Il Pride a San Pietroburgo, 3 agosto 2019. (Anton Vaganov, Reuters/Contrasto)

Il 30 novembre la corte suprema russa ha messo al bando per “estremismo” il movimento lgbt+, aprendo la strada a procedimenti giudiziari contro gli omosessuali e gli attivisti che ne difendono i diritti in Russia.

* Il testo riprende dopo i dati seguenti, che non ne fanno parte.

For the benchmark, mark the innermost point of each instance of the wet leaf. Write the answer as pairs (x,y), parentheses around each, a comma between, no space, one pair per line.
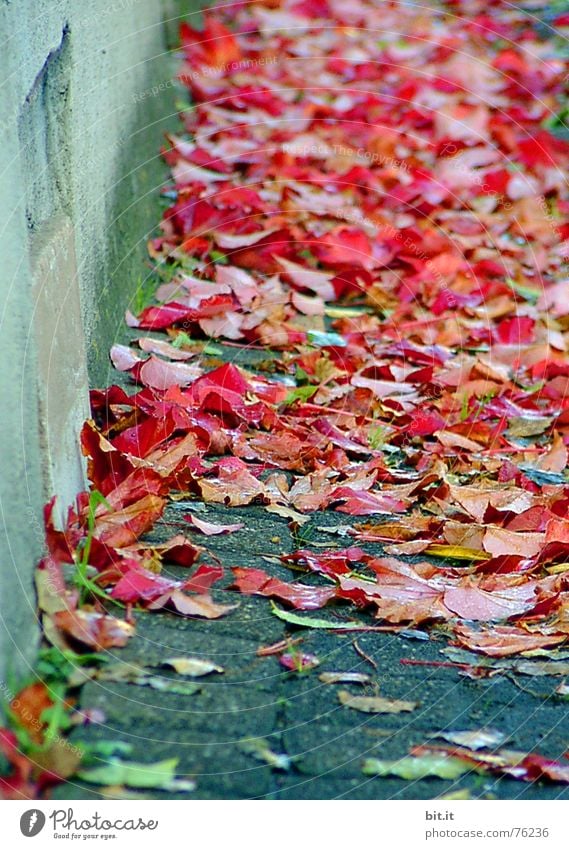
(418,768)
(156,776)
(193,667)
(375,704)
(259,749)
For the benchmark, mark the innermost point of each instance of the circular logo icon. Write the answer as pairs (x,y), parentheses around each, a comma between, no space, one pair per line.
(32,822)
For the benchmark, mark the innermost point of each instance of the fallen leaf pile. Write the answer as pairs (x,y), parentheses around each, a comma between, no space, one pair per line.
(376,201)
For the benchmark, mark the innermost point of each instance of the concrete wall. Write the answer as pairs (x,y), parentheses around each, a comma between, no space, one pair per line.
(79,172)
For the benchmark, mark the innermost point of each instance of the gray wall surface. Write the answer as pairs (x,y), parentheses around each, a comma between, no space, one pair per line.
(80,132)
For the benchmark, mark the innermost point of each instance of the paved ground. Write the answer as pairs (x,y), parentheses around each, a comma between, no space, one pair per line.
(296,713)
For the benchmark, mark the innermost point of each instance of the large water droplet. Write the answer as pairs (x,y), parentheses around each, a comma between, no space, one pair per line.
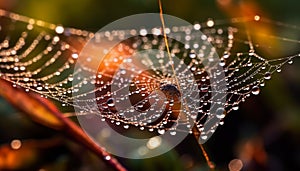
(255,90)
(192,54)
(267,75)
(110,102)
(220,113)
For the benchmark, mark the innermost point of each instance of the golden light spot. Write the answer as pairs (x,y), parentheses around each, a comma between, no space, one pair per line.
(154,142)
(256,17)
(235,165)
(210,23)
(59,29)
(16,144)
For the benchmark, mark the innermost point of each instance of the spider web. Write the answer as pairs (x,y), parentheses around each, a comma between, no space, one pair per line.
(41,57)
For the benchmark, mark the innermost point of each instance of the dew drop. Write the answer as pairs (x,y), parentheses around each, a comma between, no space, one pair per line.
(204,137)
(74,55)
(235,107)
(110,102)
(226,55)
(161,131)
(222,63)
(107,158)
(267,75)
(255,90)
(173,132)
(192,55)
(59,29)
(220,113)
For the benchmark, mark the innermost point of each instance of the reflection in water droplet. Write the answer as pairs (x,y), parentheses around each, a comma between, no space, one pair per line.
(235,165)
(15,144)
(255,90)
(110,102)
(267,75)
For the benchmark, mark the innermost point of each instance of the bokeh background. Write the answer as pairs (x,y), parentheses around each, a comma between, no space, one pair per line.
(264,132)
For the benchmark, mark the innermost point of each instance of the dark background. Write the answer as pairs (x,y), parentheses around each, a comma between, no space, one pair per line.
(265,130)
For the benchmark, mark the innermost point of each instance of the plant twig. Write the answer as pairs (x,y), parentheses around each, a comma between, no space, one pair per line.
(44,112)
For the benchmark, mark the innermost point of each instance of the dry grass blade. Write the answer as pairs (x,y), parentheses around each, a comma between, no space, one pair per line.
(44,112)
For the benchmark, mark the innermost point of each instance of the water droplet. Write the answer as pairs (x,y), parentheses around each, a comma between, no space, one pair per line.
(235,106)
(235,165)
(204,137)
(255,90)
(173,132)
(210,23)
(110,102)
(123,71)
(220,113)
(192,54)
(161,131)
(226,55)
(267,75)
(107,158)
(74,55)
(222,62)
(59,29)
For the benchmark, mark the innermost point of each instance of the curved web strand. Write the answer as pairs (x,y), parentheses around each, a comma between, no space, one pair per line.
(41,56)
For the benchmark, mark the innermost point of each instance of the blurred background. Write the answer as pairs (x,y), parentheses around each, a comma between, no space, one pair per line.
(264,133)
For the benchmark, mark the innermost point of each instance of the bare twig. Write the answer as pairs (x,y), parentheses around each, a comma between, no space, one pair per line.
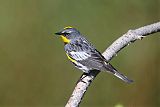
(109,53)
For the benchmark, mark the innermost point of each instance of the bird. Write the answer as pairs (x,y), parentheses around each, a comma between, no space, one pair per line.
(84,55)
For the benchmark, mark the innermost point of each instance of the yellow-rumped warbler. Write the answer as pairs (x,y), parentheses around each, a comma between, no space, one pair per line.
(84,55)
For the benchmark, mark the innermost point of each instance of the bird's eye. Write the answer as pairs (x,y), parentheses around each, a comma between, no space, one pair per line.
(65,33)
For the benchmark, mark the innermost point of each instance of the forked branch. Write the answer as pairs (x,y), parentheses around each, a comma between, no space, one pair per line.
(109,53)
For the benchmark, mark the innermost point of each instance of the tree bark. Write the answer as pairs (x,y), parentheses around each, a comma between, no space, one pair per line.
(126,39)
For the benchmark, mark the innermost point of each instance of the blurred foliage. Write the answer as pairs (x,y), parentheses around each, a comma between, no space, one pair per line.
(34,70)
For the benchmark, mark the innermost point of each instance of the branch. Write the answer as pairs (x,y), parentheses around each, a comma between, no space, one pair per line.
(109,53)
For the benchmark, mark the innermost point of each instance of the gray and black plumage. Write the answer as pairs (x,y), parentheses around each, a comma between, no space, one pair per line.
(84,55)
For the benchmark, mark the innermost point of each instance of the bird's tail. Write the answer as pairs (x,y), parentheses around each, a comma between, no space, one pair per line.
(111,69)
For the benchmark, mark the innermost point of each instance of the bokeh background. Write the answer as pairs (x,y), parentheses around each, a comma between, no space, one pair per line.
(34,71)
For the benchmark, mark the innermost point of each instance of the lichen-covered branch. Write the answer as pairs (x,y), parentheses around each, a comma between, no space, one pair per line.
(109,53)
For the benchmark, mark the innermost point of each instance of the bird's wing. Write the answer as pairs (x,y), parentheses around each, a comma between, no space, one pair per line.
(85,53)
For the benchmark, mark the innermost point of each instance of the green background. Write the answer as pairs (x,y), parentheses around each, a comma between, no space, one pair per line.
(34,71)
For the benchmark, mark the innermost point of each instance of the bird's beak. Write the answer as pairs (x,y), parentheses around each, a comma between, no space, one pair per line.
(58,33)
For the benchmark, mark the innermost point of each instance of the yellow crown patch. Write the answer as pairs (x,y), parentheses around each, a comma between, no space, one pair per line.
(68,27)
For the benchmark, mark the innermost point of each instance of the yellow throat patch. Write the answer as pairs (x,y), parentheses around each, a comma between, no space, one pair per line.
(65,40)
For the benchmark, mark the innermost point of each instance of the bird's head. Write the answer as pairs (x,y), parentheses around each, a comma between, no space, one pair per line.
(68,34)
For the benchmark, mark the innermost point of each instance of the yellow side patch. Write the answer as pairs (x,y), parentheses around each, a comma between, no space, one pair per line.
(68,27)
(72,60)
(65,40)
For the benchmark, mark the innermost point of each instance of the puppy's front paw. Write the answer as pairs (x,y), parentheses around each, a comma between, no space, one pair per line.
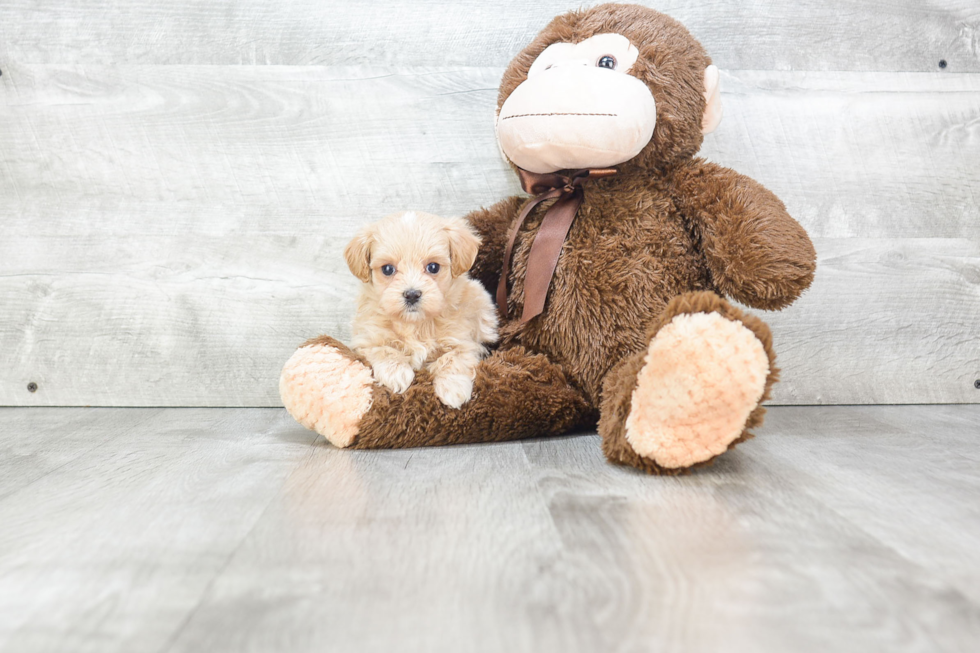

Da anni la Russia afferma di voler difendere i valori “tradizionali” di fronte alla decadenza occidentale. Questo atteggiamento si è rafforzato dopo l’invasione dell’Ucraina nel febbraio 2022, producendo un giro di vite contro ogni forma di dissenso.

Il giudice Oleg Nefedov ha stabilito che “il movimento internazionale lgbt+ e i gruppi affiliati sono estremisti”, e ha chiesto che le loro attività siano quindi bandite in tutto il territorio della Federazione Russa.

Nefedov ha chiarito che il divieto scatterà “immediatamente”.

L’udienza, durata poche ore, si è svolta a porte chiuse perché il caso era stato classificato come “riservato”.

“All’udienza c’era un rappresentante del ministero della giustizia, mentre la difesa non era rappresentata”, ha affermato la corte suprema all’agenzia di stampa statale Ria Novosti.

Pesanti pene detentive

A metà novembre il ministero della giustizia aveva chiesto che il movimento internazionale lgbt+ fosse classificato come “organizzazione estremista” e messo al bando, senza chiarire quali associazioni specifiche dovessero essere prese di mira e lasciando quindi mano libera ai tribunali.

Qualsiasi attività pubblica associata a quelle che la Russia considera preferenze sessuali “non tradizionali” potrebbe ora essere punita come “estremismo”, un reato punibile con pesanti pene detentive.

“Non c’è limite al peggio”, ha reagito su Telegram l’associazione russa Feminist resistance to war, che sostiene i diritti della comunità lgbt+. “Un giorno tutto questo finirà, ma per ora dobbiamo cercare di resistere”.

“Le autorità potrebbero perseguire penalmente personaggi pubblici e attivisti per creare un clima di paura”, ha dichiarato Maksim Oleničev, un avvocato dell’ong Pervy Otdel, che difende le vittime della repressione in Russia.

Finora le persone lgbt+ accusate di “propaganda” rischiavano multe pesanti, ma non il carcere.

Nell’ultimo decennio i loro diritti sono stati drasticamente ridotti sotto la spinta del presidente Vladimir Putin e della chiesa ortodossa, che sostengono di voler eliminare comportamenti devianti importati dall’occidente.

“Un nuovo picco di follia”

Ian Dvorkin, fondatore dell’ong Centre T, che difende le persone transgender, è fuggito dal paese per paura di essere perseguito per “estremismo”.

“Lavorare in Russia sta diventando impossibile”, ha dichiarato all’Afp. “Chi sceglie di rimanere dovrà rinunciare alle sue idee o darsi alla clandestinità”.

Secondo Dvorkin, il processo a un movimento che non esiste ufficialmente in Russia costituisce “un nuovo picco di follia”.

“Chiunque potrebbe essere accusato di estremismo”, ha dichiarato, aggiungendo che “sempre più persone” chiedono aiuto per lasciare il paese.

Dal 2013 una legge vieta la “propaganda delle relazioni sessuali non tradizionali rivolta a persone minorenni”.

La legge è stata poi ampliata alla fine del 2022 per vietare la “propaganda rivolta a tutti i tipi di pubblico, nei mezzi d’informazione, su internet, nei libri e nei film.

A luglio i deputati russi hanno approvato una legge che prende di mira le persone transgender, vietando le transizioni di genere, compresi gli interventi chirurgici e le terapie ormonali.